Day fifty, two more crew to punishment, poor Enoch they had taken the lads right leg, this is ironic for I had issued orders that all men turn over their left shoes to cookie for stew.
The crew hop about the vessel now, as it is impossible to place a bare foot on the red hot decks. Old Dan the bucket maker is having a hard time, he had only one left leg at the start of the voyage, he shrieks in pain with every footstep.

Day sixty, Old Enoch croaked something incomprehensible in the tops, pointed a scrawny hand to the east, and plunged dead into the black swirling waters. But there thru the mists we sighted the black cliffs of Salford.

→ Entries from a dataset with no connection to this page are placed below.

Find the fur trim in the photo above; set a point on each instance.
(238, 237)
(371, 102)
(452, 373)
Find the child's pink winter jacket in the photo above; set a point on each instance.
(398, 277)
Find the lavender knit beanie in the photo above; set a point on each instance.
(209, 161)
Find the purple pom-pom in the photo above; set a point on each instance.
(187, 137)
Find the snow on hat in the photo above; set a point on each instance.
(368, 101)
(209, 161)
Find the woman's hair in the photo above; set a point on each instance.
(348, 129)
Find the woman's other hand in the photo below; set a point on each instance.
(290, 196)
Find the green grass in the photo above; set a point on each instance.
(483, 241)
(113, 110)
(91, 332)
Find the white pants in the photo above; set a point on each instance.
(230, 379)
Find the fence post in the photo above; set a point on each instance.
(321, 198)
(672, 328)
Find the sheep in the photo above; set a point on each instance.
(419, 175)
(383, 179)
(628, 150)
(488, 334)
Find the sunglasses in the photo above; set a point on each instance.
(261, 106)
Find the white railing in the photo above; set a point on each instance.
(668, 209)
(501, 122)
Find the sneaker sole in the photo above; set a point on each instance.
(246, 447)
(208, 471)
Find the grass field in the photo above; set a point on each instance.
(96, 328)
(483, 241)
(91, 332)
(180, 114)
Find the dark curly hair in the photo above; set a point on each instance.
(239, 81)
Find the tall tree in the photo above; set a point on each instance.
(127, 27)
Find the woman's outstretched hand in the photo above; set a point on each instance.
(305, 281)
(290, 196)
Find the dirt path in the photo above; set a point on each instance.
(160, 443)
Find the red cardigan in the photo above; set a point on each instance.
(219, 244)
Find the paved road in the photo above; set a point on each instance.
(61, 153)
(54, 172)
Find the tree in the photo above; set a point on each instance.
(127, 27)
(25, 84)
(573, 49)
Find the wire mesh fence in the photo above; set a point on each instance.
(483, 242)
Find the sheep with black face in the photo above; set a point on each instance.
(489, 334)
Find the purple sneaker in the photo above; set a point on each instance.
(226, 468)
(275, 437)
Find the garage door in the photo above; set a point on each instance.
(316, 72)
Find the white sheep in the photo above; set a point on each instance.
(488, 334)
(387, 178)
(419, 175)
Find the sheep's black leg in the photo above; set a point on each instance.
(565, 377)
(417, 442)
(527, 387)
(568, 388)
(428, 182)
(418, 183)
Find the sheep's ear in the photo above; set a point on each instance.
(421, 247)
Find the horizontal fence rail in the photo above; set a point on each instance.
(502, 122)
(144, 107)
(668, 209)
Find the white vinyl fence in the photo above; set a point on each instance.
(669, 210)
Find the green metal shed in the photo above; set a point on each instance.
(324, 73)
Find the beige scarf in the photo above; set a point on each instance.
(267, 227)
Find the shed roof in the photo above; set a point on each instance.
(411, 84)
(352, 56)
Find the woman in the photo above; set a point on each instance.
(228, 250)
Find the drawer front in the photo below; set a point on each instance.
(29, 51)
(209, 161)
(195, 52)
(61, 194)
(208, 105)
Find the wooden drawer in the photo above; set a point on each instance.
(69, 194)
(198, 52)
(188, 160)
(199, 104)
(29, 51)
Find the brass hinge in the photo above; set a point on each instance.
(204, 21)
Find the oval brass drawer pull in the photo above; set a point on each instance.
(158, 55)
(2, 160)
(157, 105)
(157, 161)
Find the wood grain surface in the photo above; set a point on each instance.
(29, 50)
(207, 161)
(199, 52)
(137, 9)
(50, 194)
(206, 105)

The men are in high spirits I have warned them of the ladies of Salford and the black pox, but alas in vain.

Day 75, I pay off the ships company, forty three men set sail from Birkenhead before the mast of the Phylis Gizzard, 17 remained on payoff day, thus is the life of a sailor, and those that dare the waters of the Manchester Ship Canal.


----------



## rothesian (Dec 31, 2005)

*Ferry*

there was and must still be a ferry at Stanlow Oil Docks.
There was a fire on the canal around 1969/70 when an overflow from the Tacoma was ignited. I believe the cargo was petroleum spirit or naphtha. Skipper was at home in bed at the time.


----------



## Pat Kennedy (Apr 14, 2007)

rothesian said:


> there was and must still be a ferry at Stanlow Oil Docks.
> There was a fire on the canal around 1969/70 when an overflow from the Tacoma was ignited. I believe the cargo was petroleum spirit or naphtha. Skipper was at home in bed at the time.


Here is the ferry at Stanlow which takes passengers from the main refinery acroos the canal to Stanlow oil dock


----------



## andy990 (Oct 26, 2014)

All interesting stuff, thanks for posting. Love the Stanley Holloway song about The Runcorn Ferry Tom. My grandad always used to do Stanley's Albert & The Lion monologue at Xmas.


----------